1978
    LDS Scene
    Footnotes
    Theme

    “LDS Scene,” Ensign, Dec. 1978, 55

    LDS Scene

    When three Church leaders went to Spain recently, the country, and even the king, knew it. Elder Gordon B. Hinckley of the Quorum of the Twelve, Elder Neal A. Maxwell of the Presidency of the First Quorum of the Seventy, and Elder Charles A. Didier of the First Quorum of the Seventy were in Spain in August for a western European mission presidents conference. When they arrived at the Madrid airport, newsmen and broadcasters were on hand for interviews. And while in Spain, the three General Authorities and President G. Sterling Nixon of the Spain Madrid Mission spoke briefly with King Juan Carlos, king of Spain. Elder Hinckley also met with Señor Enrique Sanchez, cabinet minister for health, education, and welfare, and Mayor Jose Luis Alvarez of Madrid. The mayor of Santiago gave a reception for the mission presidents and their wives.

    Several new undergraduate and graduate programs have been established at BYU to meet some specific educational needs in the United States. A new master’s degree program in adult and continuing education will help those preparing to be leaders in those fields and will provide in-service training for professional educators.

    Both bachelor’s and graduate degrees will be offered in a new food systems management program. The need for trained professionals in a time of multinational food corporations prompted establishment of the program.

    The nation’s first four-year undergraduate program in financial and estate planning—established in 1977 at BYU—was recently praised by the International Association of Financial Planners.

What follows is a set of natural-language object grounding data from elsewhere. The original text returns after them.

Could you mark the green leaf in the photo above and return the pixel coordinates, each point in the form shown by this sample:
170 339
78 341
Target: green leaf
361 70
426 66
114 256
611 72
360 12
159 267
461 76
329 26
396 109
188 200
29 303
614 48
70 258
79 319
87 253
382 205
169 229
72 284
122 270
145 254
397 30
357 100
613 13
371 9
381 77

The curriculum includes course work from a variety of disciplines, including accounting, business management, economics, human and family relations, and computer science.

    Famous U.S. columnist Jack Anderson has donated his personal and professional papers to the Harold B. Lee Library at BYU. Sorting and cataloging the fifty-three boxes of Brother Anderson’s notes, correspondence, and other documents could take an entire year. Hundreds of source files, including papers on Vietnam and Watergate, are included. Papers not restricted will be available for use by students and other researchers. Dennis Rowley, curator of the library’s manuscript collection, says the collection will be a rich source of information for journalism and political science researchers.